However, a recent study conducted by researchers at Princeton University has uncovered several limitations in current agent benchmarks and evaluation practices that impede their applicability in real-world scenarios. One major issue highlighted in the study is the lack of cost control in agent evaluations. AI agents can be much more expensive to operate than a single model call, as they often rely on stochastic language models that may yield different results when given the same query multiple times.
To improve accuracy, some agentic systems generate multiple responses and employ methods like voting or external verification tools to select the best answer. While this approach can enhance performance, it comes with a significant computational cost. In research settings, where the aim is to maximize accuracy, inference costs may not be a concern. However, in practical applications, there is a budget constraint for each query, making it essential for agent evaluations to be cost-controlled.
The researchers propose visualizing evaluation results as a Pareto curve of accuracy and inference cost and utilizing techniques that optimize the agent for these two metrics simultaneously. They evaluated accuracy-cost tradeoffs of different prompting techniques and agentic patterns introduced in various papers.
Another issue brought to light by the researchers is the disparity between evaluating models for research purposes and developing downstream applications. While research often prioritizes accuracy, inference costs play a pivotal role in choosing models and techniques for real-world applications. Evaluating inference costs for AI agents can be challenging due to fluctuating model prices and varying API call costs.
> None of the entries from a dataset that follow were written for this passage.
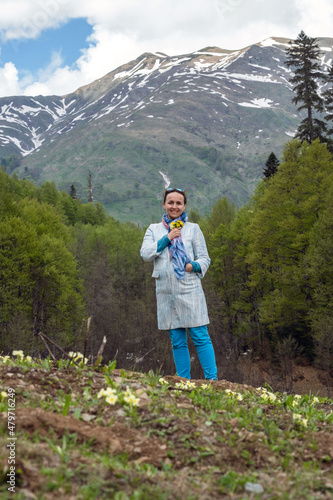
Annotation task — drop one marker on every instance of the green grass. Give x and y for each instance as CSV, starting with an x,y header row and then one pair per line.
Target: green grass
x,y
178,440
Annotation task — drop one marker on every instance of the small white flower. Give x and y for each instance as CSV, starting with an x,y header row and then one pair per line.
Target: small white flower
x,y
18,354
102,393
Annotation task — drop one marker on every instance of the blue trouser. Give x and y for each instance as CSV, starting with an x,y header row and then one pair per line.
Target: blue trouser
x,y
205,350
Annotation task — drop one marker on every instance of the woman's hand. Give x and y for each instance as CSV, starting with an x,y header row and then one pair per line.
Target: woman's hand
x,y
174,233
188,268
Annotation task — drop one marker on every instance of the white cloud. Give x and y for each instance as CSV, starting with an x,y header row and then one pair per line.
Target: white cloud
x,y
9,84
124,29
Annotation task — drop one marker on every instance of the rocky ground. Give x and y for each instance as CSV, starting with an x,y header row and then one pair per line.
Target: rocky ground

The researchers created a website that adjusts model comparisons based on token pricing to address this issue. They also conducted a case study on NovelQA, a benchmark for question-answering tasks on lengthy texts, which revealed that benchmarks intended for model evaluation can be misleading when used for downstream evaluation.
Overfitting, where ML models find shortcuts to perform well on benchmarks but fail in real-world applications, is a significant concern for agent benchmarks. The researchers recommend creating and maintaining holdout test sets to prevent overfitting by ensuring that agents cannot memorize test samples during training.
In conclusion, the study emphasizes the need for rethinking benchmarking practices for AI agents, as they differ significantly from models. As AI agents continue to evolve and potentially become integral to everyday applications, understanding their limitations and testing their boundaries are crucial for progress in this emerging field.